• US tour comes to slow-play party

    JB Holmes
    Holmes is a notoriously slow player

    The PGA TOUR is ramping up its fight against slow play by changing policies and increasing fines by as much as tenfold, with stroke penalties also on offer.

    After years of meticulous study and thousands of shots analysed by ShotLink, and in light of a desire to keep the focus on the golf, the PGA TOUR is announcing major enhancements to its existing slow-play policy that will go into effect at the RBC Heritage in mid-April.

    Fines will go up as much as tenfold, stroke penalties could be meted out more frequently, and individual players will be on notice that they’re on the slow list.

    ‘You talk to players, read articles, hear from fans,’ PGA TOUR chief of operations Tyler Dennis said. ‘What gets people, what gnaws at them, are these individual habits that people have. It’s seen as bad etiquette, it’s seen as a distraction, and we’re targeting those individual moments to help their fellow competitors and assist our media partners with presentation.

    ‘We want to keep the focus where it should be,’ he added. ‘On world-class shot-making.’

    To that end, the TOUR will implement two major enhancements to deter slow play:

    The Observation List

    Historically, the slow-play policy has focused on groups being out of position. The Observation List will put additional focus on individuals whom ShotLink data has identified as the most egregiously slow players. Those players will go on and off the list based on a 10-tournament rolling period and will be subject to a 60-second average for all shots. If observed by a Rules Official to exceed this time, that player will be timed individually even if the group is in position.

    The list will not be made public, but players on the list will be notified that they are on it on a weekly basis. The goal, Dennis said, is for the TOUR to help them change their habits.

    Excessive Shot Times

    Anyone in the field who takes more than 120 seconds to play a single shot, and not provide a good reason for doing so, will be given an Excessive Shot Time.

    Additionally, fines and penalties for slow play have been enhanced significantly. Officials will now assess a one-stroke penalty for the second bad time in a tournament, not a round, and for every bad time thereafter in the same tournament. The fines for the second bad time in a season and for 10 cumulative timings in a season have also been raised to $50,000.
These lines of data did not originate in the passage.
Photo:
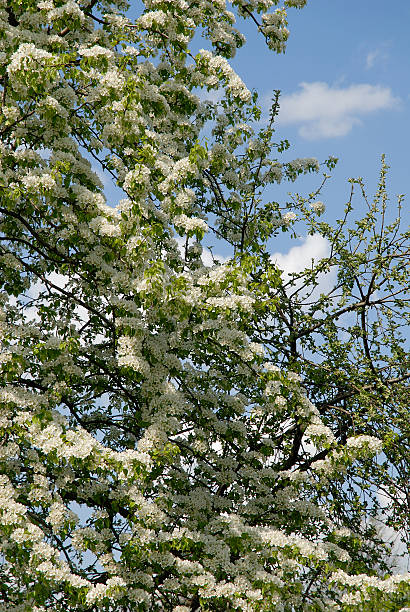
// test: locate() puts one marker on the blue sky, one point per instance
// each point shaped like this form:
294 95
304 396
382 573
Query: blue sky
345 92
345 88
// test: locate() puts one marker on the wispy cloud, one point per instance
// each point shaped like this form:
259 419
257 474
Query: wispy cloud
325 111
298 258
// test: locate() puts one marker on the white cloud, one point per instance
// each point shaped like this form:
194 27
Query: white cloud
298 258
325 111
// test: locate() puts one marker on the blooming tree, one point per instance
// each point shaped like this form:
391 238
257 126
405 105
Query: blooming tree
177 433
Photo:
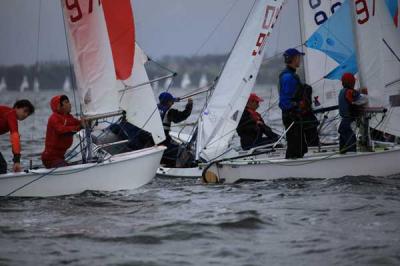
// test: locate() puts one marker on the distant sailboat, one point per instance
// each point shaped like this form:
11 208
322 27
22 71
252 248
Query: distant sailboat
67 85
156 85
3 84
186 82
354 36
103 32
203 81
167 83
36 85
24 84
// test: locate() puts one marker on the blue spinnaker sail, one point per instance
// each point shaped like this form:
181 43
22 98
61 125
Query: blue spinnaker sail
335 39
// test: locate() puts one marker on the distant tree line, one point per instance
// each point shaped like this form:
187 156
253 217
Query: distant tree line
52 75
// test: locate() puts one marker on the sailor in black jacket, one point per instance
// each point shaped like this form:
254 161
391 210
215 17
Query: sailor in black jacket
168 116
252 129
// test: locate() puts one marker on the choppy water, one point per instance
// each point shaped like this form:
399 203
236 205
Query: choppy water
349 221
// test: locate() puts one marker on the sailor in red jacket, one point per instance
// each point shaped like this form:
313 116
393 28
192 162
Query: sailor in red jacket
9 123
61 127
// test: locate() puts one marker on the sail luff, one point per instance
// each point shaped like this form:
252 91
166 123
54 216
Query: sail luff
222 114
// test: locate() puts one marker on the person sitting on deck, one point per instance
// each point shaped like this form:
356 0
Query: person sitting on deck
137 138
252 129
349 100
9 118
169 115
61 127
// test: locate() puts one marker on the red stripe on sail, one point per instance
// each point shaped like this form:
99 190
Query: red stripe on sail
121 31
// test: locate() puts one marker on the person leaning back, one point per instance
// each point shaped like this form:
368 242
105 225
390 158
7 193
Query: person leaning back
9 118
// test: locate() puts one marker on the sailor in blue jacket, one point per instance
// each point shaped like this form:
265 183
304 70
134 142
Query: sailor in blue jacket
291 103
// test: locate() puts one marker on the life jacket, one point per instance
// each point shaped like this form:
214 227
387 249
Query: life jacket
164 117
9 123
59 133
301 95
346 108
254 115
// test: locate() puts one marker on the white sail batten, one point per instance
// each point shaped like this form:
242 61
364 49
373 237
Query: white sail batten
221 116
378 46
145 116
106 59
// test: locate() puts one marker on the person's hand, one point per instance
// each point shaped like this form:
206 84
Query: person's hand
17 167
83 122
364 91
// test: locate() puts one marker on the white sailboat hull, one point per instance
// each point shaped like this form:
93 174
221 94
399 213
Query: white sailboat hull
121 172
382 163
190 173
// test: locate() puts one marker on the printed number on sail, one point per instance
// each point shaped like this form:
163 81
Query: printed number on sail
267 24
320 16
75 7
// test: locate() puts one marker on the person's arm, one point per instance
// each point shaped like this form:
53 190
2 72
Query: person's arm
246 124
354 97
61 128
288 90
179 116
267 131
15 140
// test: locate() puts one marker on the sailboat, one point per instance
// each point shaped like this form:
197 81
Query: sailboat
67 85
24 84
346 36
36 85
203 81
186 81
107 64
221 115
3 84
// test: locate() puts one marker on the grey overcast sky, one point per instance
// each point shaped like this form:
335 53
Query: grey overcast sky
163 27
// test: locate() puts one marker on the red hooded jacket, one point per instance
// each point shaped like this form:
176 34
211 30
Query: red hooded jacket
9 123
59 134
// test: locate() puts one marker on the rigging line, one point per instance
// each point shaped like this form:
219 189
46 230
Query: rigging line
391 50
72 75
71 72
236 40
37 61
149 59
215 28
233 47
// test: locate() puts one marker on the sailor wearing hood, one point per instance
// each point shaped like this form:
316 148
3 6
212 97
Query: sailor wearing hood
61 127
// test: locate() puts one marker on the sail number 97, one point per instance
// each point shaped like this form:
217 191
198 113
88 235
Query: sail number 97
267 24
76 9
320 16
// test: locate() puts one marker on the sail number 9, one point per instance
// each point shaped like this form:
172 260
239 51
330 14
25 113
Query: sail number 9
320 16
267 24
75 7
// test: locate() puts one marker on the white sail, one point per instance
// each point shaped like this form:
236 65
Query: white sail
67 85
186 82
36 85
156 85
3 84
139 103
102 44
378 47
24 84
221 116
203 81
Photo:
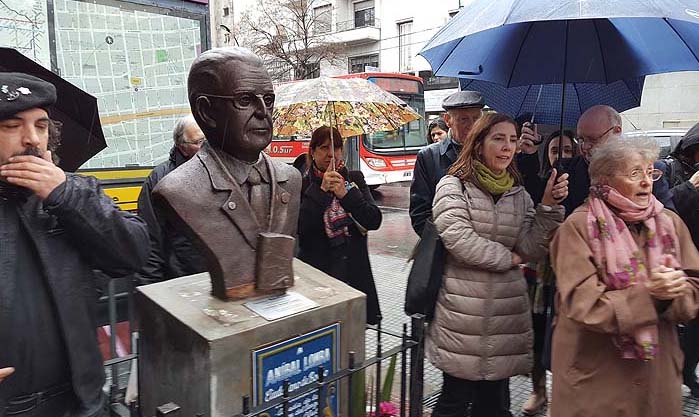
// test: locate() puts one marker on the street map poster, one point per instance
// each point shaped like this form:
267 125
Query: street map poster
297 360
134 59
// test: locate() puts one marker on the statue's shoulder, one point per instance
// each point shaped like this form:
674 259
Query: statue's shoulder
286 173
187 174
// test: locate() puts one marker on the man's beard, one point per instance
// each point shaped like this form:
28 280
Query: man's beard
15 192
32 152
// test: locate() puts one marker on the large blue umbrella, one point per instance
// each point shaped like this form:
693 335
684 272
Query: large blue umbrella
520 42
544 101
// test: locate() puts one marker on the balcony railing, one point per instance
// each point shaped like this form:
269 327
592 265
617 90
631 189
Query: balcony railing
354 24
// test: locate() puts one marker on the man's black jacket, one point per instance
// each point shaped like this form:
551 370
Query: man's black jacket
172 254
431 165
76 230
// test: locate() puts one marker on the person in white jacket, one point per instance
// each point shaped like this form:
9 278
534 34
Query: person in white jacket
482 333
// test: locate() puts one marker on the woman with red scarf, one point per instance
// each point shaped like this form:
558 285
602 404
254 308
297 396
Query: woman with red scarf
626 272
337 210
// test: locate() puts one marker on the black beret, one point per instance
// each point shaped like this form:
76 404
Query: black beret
464 100
20 92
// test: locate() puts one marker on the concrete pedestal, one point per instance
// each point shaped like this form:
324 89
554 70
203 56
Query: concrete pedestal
196 351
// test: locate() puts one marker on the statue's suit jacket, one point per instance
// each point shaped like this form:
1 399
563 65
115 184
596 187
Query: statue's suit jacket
208 205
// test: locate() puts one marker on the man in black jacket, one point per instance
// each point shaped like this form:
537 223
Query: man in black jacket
681 169
55 229
172 254
463 109
596 126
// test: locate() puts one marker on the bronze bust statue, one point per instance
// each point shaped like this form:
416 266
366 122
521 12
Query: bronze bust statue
238 206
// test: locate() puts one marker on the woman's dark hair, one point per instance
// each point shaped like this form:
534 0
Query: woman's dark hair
546 167
318 137
440 123
463 167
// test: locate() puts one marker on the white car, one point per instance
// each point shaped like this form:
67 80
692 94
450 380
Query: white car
666 138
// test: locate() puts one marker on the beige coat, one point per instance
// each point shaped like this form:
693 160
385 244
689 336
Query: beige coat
482 325
589 377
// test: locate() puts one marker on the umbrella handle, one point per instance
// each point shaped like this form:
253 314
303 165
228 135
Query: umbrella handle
479 71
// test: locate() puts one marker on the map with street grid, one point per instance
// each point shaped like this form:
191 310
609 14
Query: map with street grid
134 61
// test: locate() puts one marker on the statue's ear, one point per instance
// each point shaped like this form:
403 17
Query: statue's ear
203 112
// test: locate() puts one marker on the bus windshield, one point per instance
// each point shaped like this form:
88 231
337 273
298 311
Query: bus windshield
410 135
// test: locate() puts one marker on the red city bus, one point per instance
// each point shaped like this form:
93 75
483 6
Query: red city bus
383 157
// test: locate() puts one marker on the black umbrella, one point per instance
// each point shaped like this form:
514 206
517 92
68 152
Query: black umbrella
81 134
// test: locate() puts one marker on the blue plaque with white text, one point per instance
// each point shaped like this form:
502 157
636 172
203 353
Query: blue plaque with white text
297 360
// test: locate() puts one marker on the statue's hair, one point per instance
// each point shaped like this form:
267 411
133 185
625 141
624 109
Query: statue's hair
206 75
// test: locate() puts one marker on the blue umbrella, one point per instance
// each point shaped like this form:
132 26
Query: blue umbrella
520 42
525 42
543 101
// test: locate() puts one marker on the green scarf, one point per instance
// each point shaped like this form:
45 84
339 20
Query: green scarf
494 184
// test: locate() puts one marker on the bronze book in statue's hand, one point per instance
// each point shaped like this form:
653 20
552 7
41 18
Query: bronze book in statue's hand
273 269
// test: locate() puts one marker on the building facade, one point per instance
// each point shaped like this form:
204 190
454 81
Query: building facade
386 35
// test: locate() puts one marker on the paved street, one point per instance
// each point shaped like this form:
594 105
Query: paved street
389 249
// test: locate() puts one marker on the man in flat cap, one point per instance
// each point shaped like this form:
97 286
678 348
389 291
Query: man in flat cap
463 109
55 229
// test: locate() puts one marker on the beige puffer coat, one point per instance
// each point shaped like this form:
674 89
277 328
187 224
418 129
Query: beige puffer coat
482 325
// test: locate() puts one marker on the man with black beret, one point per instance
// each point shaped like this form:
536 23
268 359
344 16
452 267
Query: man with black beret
463 109
55 229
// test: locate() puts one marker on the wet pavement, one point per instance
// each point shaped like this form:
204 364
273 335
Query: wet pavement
389 249
396 236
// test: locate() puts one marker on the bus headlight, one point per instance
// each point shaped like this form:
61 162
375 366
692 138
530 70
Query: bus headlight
375 162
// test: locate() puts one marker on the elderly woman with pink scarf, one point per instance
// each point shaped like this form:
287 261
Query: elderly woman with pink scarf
626 272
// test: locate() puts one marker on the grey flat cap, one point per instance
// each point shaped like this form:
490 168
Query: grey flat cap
464 100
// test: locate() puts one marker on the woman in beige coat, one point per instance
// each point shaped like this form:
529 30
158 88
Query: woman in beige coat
619 263
481 333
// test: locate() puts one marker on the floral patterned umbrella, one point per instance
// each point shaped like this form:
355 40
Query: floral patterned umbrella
354 105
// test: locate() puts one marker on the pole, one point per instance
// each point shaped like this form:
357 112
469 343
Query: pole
563 96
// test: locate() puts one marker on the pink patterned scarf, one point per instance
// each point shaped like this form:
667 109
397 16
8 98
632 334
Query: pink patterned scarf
618 258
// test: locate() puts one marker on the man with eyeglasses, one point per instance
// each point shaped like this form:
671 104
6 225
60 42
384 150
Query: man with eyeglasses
596 126
172 254
463 109
238 205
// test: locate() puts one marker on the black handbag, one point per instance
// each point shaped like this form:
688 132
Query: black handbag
425 276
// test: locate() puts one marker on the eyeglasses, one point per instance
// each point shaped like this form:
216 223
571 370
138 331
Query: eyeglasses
243 101
639 174
197 142
596 140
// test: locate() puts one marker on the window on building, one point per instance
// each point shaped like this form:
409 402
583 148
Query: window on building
312 70
405 49
431 82
322 19
358 63
364 13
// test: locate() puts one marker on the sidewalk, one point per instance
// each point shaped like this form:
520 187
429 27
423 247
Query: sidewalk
391 274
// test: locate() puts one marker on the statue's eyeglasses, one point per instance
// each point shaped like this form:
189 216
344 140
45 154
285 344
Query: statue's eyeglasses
246 100
197 142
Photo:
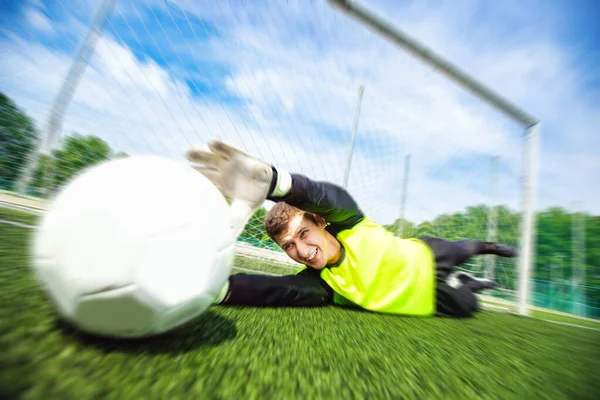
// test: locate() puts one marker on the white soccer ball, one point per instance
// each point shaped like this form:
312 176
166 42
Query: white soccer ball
135 247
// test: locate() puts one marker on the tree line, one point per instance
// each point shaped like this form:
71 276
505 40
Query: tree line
19 137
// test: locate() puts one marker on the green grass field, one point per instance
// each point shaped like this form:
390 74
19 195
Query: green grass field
285 353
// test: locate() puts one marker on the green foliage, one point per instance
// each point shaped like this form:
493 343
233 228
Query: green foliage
18 138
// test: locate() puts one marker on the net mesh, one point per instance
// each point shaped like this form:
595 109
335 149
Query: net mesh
280 80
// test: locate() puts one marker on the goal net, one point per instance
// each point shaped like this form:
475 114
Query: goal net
282 81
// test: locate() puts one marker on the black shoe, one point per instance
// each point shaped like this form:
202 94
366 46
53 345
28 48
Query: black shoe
475 284
500 250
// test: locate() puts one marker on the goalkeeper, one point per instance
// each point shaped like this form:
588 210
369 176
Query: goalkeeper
348 259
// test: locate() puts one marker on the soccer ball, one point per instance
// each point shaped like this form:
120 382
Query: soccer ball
134 247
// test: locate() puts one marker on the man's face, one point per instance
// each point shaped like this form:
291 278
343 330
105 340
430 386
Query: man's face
306 242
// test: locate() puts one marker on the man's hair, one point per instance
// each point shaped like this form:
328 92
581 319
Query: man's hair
279 217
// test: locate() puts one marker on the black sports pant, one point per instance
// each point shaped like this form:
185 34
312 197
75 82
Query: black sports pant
308 290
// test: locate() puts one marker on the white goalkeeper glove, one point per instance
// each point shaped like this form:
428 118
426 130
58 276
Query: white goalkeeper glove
243 179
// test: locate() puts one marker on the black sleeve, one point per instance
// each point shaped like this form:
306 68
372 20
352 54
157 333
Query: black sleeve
330 201
278 291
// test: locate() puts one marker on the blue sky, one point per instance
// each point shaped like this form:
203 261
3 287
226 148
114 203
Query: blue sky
280 79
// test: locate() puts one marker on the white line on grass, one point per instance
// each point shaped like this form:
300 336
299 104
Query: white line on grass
20 225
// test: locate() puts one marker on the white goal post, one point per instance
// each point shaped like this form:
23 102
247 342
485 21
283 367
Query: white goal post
280 79
531 126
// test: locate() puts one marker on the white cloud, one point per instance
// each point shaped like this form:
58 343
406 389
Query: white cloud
297 72
38 20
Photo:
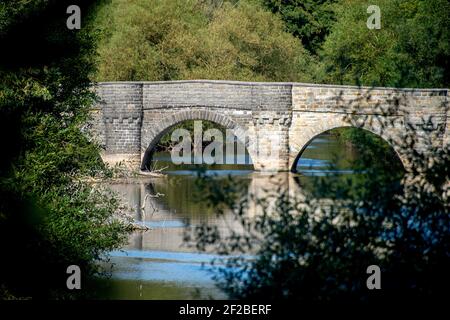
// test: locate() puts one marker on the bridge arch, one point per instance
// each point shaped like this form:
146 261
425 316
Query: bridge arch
167 123
301 144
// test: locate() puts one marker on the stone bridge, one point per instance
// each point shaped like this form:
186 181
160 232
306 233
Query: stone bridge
131 117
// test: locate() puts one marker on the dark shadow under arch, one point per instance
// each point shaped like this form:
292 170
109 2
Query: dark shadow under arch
300 153
169 122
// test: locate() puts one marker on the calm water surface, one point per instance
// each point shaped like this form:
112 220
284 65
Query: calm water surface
157 264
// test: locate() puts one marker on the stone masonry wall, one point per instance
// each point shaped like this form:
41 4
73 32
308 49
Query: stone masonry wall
132 116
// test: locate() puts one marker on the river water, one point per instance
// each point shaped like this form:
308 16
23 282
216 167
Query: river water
158 264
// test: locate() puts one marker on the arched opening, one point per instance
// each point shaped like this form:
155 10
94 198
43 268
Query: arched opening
349 155
194 143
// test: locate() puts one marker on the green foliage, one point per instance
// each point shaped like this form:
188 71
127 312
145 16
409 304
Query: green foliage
410 50
47 218
169 40
314 249
309 20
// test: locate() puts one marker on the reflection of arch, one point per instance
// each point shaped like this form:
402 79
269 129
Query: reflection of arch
169 122
312 134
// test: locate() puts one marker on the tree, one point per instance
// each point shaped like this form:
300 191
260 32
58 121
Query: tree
309 20
410 50
170 40
49 219
312 249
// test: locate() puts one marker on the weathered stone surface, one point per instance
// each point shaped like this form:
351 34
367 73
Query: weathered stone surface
132 116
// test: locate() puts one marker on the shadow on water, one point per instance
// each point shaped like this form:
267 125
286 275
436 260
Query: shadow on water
157 264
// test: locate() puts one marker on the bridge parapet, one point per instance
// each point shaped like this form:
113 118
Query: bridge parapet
132 116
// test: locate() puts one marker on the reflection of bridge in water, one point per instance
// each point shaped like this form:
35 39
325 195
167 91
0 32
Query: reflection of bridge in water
169 215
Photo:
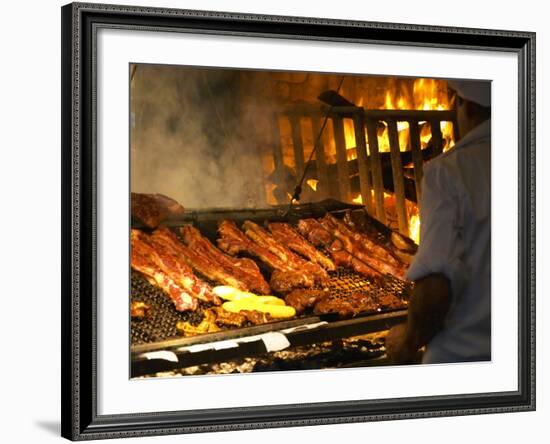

    The fine for a second bad time in a season currently is $5,000.

    Rules officials will implement the policy in part by using an app to monitor player times.

    ‘We felt we needed to ratchet up the deterrence,’ Dennis said. ‘We’re significantly upped the ante on stroke penalties. Currently it’s by the round; now it’s going to be over the entire tournament. It’s more likely that a player could find themselves in this situation.’

    The Korn Ferry Tour will follow suit and adopt the new policy at a later date.

    Since the pace-of-play policy began in 1994, the TOUR has made nine significant policy changes to reduce the overall time it takes to play a round, most recently reducing the number of players who make the cut to 65 and ties.

    This is the first time the TOUR has focused on individuals in addition to group position.

    ‘It’s a relatively small number,’ Dennis said of the size of the Observation List. ‘Over the last 12 years, 10% of the TOUR membership have averaged 45 seconds or more.’

    Those players are considered slow. (Shot times can be as little as a second or two for a tap-in.) Of the high-profile moments that were part of the inspiration for the new rules, he said: ‘Those incidents were well over a couple minutes in duration. They’re the most egregious examples.

    ‘Some players tend to be methodical about every shot,’ he added. ‘But for other players it’s just certain types of shots. The theory was that if you, over thousands of shots, averaged a certain amount of time, you have a longer-term habitual issue and we need to attack that.’

    Zach Johnson, who is on the 16-member Player Advisory Council for 2020, supports the change.

    ‘I love it,’ he said. ‘We’re proactive. That’s the first thing. To be perfectly honest with you, the policy that’s in place has not changed and it will not change, but there is kind of like a tangent arm to that that’s going to help facilitate and I think try to make the game a little bit quicker.’

    Dennis said the TOUR will focus on education for the next three months, until the new policy goes into effect at the RBC Heritage at Hilton Head, South Carolina.

    ‘We intend to work very closely with the players to help them get off the list,’ he said.